Benefits of using a legal due diligence checklist for lenders
Using a legal due diligence checklist offers significant advantages for lenders during the financing process. Here’s how:
- Minimizes risk: By following a structured checklist, lenders reduce the chances of overlooking critical issues, protecting against unexpected liabilities, compliance issues, or borrower defaults.
- Ensures thorough review: The checklist ensures each essential document and aspect of due diligence is covered, leaving no key area unaddressed.
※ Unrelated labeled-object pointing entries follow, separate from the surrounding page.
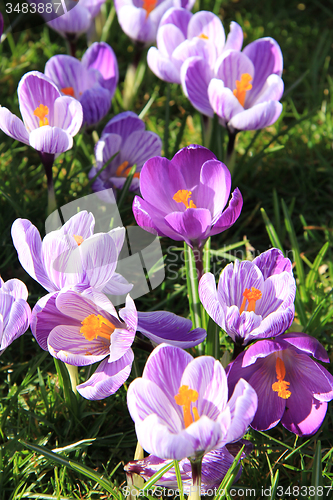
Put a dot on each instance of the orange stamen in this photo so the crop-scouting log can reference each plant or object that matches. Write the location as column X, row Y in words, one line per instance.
column 242, row 86
column 184, row 398
column 251, row 296
column 281, row 386
column 68, row 91
column 94, row 326
column 41, row 113
column 182, row 196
- Promotes consistency: Using a checklist creates a standardized approach to due diligence across all transactions, helping maintain quality and efficiency regardless of transaction size or complexity.
- Improves decision-making: A comprehensive review of the borrower’s obligations, liabilities, and compliance history helps lenders make more informed, confident lending decisions.
- Simplifies audits and record-keeping: With documented steps and organized records, the checklist simplifies any audits or reviews, providing clear, organized information if issues arise in the future.